With links to the Queen, Donald Trump and the Premier League, the Paradise Paper leaks, revealing the secrets of off-shore tax havens shows just how endemic this Global system of secrecy is, a deliberately created system which allows the rich to hide their wealth in complex overseas trusts and tax havens at the expense of the rest of us.
From the Panama Papers to the new Paradise Papers. Enough is enough.
Christian Aid has been actively campaigning for ten years to end the financial secrecy that facilitates tax avoidance, tax evasion and corruption. We have done this because it is poor people, in poor countries that are most vulnerable to the impact of these practices. Developing countries lose many billions of dollars every year in this way, reducing their opportunity to fund their own economic and social development and thus increasing dependency on Aid. New revelations about the activities of the Global giant Glencore in the Democratic Republic of the Congo, DRC demonstrates exactly how the secrecy provided offshore can have a devastating impact in one of the poorest countries in the world, preventing development and consigning a population to a life of poverty. This isn’t academic. Dirty money hurts real lives.
The Paradise Papers latest revelations, coming some eighteen months after the Panama Papers must surely signal the end of financial secrecy. Whether by design, or though leaks, nobody can expect to keep the details of their tax affairs secret – not even the Queen. The UK government has a choice – act and get ahead of the game, or continue to face regular embarrassment as further leaks provide evidence of the consequences of their inaction.

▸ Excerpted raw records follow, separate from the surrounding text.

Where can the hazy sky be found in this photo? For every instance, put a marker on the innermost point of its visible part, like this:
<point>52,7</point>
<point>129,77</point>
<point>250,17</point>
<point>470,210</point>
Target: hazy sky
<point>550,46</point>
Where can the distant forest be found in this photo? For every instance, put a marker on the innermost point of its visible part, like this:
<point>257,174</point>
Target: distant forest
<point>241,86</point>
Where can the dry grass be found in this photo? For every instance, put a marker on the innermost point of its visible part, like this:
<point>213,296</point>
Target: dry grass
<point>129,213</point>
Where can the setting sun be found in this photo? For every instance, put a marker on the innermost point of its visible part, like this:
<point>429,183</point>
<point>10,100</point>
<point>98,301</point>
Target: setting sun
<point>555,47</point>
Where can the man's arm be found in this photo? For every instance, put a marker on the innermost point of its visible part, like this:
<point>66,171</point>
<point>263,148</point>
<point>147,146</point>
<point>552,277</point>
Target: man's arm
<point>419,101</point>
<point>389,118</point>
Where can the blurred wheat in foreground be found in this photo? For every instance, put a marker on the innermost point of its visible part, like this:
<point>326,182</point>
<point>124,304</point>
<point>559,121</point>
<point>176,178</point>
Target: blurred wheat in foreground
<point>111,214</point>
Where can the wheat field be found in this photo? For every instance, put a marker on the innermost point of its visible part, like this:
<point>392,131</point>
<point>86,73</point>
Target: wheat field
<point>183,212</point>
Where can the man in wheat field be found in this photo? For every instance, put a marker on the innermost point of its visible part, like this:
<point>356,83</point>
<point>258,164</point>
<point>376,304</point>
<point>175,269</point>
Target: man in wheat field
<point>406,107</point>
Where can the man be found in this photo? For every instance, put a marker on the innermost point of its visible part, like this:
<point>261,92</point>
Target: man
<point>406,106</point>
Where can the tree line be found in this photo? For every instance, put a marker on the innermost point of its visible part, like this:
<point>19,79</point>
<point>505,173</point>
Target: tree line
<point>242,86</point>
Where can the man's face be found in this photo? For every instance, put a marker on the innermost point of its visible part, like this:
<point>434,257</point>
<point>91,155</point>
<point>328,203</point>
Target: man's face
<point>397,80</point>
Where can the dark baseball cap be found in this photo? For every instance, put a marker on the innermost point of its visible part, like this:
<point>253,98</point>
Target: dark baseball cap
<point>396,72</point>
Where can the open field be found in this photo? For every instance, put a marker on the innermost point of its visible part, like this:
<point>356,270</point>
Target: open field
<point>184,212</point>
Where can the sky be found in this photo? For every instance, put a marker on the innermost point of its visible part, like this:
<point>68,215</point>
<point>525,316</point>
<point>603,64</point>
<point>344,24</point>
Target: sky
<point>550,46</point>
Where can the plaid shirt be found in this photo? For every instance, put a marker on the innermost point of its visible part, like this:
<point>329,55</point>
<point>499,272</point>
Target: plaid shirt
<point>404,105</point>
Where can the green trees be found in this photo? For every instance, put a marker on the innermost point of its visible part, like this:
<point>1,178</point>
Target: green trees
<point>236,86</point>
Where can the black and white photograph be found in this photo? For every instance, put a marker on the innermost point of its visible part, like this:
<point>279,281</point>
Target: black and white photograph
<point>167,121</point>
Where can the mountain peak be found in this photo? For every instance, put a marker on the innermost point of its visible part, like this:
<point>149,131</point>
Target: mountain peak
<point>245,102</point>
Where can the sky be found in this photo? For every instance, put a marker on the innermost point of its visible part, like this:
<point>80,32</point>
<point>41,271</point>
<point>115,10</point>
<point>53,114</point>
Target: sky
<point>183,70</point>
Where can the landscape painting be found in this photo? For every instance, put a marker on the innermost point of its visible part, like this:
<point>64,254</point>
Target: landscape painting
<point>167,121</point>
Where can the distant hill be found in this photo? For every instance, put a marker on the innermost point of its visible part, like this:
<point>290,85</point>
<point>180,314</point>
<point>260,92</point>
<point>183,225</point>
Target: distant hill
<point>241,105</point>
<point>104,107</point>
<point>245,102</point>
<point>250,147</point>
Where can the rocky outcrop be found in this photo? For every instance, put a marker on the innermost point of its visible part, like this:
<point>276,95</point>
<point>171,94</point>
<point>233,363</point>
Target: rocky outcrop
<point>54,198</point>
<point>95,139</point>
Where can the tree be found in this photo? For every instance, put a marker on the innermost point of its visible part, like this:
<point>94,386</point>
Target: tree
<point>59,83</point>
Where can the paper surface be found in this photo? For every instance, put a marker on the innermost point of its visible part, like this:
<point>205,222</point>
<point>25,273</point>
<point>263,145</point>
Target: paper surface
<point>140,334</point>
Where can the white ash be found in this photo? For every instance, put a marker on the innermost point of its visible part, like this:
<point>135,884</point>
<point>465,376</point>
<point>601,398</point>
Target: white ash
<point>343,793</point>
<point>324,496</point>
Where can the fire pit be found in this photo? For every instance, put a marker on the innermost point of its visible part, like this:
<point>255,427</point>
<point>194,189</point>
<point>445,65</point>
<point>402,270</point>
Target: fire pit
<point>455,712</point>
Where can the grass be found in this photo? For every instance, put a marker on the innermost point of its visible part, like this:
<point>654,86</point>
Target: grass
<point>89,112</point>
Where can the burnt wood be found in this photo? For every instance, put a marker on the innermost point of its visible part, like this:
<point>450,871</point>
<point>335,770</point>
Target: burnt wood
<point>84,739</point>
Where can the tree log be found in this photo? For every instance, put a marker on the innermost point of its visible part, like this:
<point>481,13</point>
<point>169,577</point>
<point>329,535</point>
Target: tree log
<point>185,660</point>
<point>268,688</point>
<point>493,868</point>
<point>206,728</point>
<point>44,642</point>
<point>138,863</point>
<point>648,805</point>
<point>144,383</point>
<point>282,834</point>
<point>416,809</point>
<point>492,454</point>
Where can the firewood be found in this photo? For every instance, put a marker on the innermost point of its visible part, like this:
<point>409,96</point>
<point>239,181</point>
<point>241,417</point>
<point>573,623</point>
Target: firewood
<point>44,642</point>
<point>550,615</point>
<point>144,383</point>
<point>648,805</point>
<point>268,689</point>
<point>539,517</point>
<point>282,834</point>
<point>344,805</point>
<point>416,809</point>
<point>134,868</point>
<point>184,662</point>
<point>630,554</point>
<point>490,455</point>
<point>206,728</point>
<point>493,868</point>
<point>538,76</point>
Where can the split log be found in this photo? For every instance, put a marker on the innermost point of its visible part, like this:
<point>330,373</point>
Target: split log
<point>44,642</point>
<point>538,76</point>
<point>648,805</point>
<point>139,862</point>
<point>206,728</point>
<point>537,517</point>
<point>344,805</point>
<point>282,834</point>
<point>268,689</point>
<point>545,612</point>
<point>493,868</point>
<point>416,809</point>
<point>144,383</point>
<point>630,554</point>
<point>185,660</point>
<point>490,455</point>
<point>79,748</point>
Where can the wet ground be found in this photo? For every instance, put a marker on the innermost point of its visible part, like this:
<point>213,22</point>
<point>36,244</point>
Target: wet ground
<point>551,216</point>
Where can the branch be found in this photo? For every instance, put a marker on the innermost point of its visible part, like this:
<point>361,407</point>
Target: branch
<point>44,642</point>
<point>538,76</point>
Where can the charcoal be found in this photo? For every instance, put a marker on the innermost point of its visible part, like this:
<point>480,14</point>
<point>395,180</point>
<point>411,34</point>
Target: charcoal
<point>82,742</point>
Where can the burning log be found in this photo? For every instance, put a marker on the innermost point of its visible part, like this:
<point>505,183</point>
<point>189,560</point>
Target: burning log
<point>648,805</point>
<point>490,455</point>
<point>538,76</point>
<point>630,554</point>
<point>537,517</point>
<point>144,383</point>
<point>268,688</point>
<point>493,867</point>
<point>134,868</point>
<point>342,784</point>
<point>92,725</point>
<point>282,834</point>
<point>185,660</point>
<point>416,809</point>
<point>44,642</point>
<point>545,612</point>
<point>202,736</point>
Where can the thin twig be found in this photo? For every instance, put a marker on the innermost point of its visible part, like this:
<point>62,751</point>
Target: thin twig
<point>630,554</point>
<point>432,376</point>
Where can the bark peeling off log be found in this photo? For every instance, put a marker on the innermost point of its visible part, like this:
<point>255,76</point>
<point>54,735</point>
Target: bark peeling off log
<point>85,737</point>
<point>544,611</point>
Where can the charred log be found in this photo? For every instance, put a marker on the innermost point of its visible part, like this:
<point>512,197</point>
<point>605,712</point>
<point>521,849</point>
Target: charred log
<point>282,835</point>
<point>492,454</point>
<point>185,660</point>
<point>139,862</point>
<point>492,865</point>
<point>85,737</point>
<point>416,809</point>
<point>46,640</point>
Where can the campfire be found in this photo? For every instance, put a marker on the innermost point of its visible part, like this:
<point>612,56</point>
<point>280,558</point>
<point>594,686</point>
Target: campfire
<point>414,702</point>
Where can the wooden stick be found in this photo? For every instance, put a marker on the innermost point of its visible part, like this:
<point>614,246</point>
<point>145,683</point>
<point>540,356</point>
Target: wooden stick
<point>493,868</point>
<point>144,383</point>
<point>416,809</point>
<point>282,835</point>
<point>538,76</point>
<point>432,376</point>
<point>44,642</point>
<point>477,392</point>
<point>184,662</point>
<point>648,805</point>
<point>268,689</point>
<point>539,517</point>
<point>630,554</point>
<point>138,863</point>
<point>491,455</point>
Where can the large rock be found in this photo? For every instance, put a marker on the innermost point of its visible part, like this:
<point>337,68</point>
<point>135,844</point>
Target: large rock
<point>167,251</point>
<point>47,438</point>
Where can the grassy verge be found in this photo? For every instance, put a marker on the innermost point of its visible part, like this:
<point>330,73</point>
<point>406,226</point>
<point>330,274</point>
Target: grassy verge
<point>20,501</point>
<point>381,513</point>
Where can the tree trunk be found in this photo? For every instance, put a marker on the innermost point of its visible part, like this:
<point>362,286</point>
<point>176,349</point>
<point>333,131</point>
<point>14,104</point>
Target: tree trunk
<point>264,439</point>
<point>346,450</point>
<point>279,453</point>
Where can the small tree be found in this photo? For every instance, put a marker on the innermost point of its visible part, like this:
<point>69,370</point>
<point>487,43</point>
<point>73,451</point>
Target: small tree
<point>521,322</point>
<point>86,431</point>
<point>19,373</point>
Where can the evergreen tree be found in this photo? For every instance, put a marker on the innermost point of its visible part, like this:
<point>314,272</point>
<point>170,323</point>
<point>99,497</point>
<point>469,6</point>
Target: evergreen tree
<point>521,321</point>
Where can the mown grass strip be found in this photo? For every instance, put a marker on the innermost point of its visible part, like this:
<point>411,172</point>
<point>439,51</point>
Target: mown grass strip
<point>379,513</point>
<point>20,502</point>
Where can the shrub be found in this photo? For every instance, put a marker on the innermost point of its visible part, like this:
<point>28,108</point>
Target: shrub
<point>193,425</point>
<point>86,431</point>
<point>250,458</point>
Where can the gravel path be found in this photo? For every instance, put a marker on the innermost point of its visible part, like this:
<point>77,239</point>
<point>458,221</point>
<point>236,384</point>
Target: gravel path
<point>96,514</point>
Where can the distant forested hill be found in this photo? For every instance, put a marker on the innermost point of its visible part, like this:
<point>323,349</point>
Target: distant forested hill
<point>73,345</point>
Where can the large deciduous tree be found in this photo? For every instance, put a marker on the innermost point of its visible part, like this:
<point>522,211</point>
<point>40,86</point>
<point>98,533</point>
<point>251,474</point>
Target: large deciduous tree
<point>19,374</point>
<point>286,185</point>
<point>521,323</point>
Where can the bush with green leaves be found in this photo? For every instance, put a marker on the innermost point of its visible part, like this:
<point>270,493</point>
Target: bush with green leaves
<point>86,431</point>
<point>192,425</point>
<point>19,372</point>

Toby Quantrill, Head of Economic Development at Christian Aid, said: “These revelations are yet further evidence of the extent and nature of the global offshore system. A rotten system that enables a few of the richest amongst us to dodge their financial responsibilities, but is unavailable to the vast majority of us. A corrupt system that has been deliberately created by the most powerful, at the expense of the powerless, from all countries in the world. A system which undermines democracy and markets alike. And which reinforces the cycle of inequality, perpetuating the entrenchment of power at the top.
"This, surely, has to signal the end of financial secrecy. This is not the first leak of this nature and it won’t be the last. It is clear that transparency is now inevitable. Whether by design or by leakage, nobody can expect to keep the details of their tax affairs secret anymore. The message has to be that ‘if you are not comfortable with it being public, then don’t do it".
In the end it is only globally coordinated agreement on appropriate regulation that can create the level playing field that citizens, responsible business and governments all need.
Governments, especially the UK government, have been too slow to act – we saw good words, but insufficient action. Most stark is the failure to tackle the secrecy in our own back yard. Our Overseas Territories lie at the centre of the offshore system. We need to see decisive action on transparency not just more words.
Theresa May as Prime Minister and Boris Johnson as Foreign Secretary responsible for the UK's Overseas Territories need to insist on the same levels of transparency in the UK's tax havens as the rest of the UK. And we also need to address the issue of trusts very quickly. Anything less than this will be yet another failure to act decisively on this issue from the government.